On completion of a scientific manuscript or a grant proposal, I allow my computer to proofread the written manuscript. It takes its job seriously, silently highlighting words that it does not know or like, and attempting to help by offering alternative suggestions.
On a recent occasion, surprisingly, it passed my name without any comment, and instead suggested, provokingly, that my coauthor’s name, one that is noted in his field, was fragmented, and that it needed to be revised. It continued on its one-track 2 GHz/512 RAM (random access memory) mind, attempting to write a proper manuscript. It felt that “sonicated calf thymus” should be rewritten as either “solicited or fornicated calf thymus” and repeatedly suggested that aldehyde should be replaced with baldheaded. It wanted me to change “lymphocytes were lysed by sonication” to “lymphocytes were lysed by fornication or sanitation”. It even tried to be scandalous by suggesting that trypsin be replaced with try sin, that one should rinse “with demonized (deionized) water” and “that mutterers (multimers) are formed”.
It asked me to change nRNP (nuclear ribonucleoprotein) to nun in a sentence that would then have read “nun was electrophoresed” and also to change neutrophils to Europhiles in a sentence that would have become “the Europhiles were incubated with biotin”.
Sometimes it suggested words that I have never heard or read.

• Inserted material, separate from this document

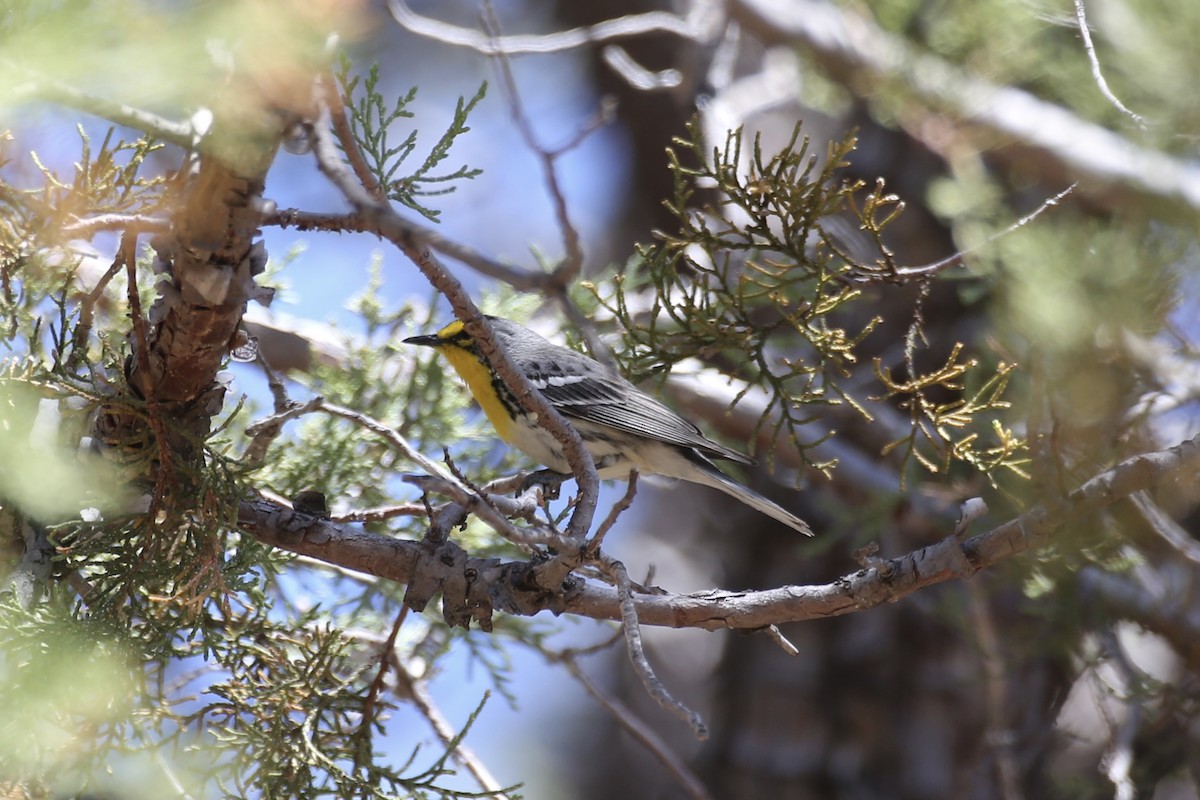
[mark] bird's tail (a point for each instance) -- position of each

It asked me to change cDNA (complementary DNA) to coda and nDNA (nuclear DNA) to nana. I could never agree with the computer that hatpin was an improvement on hapten, that stool could be used for cytosol, or that smut could serve as a substitute for the Sm autoantigen. There are times I think it has some innate commercial slant, like when it suggests that Neutrogena be used for neutropenia or that antigenicity should be split into antigen city.
However, the computer flatly refused to suggest alternatives to words like fluoroisothiocyanate, haemocyanin or isotachophoresis, yet, surprisingly, agreed on words like atherosclerosis, phospholipids, toluene, electrophoresis or ELISA without further comments or suggestions.
The computer clearly had no clue that obeying its directives to write something like “try sin to digest hatpins and fornicated calf thymus in stool, followed by rinsing with demonized water to form baldheaded mutterers, Europhiles and smut autoantigen in antigen city” would not make the slightest scientific sense.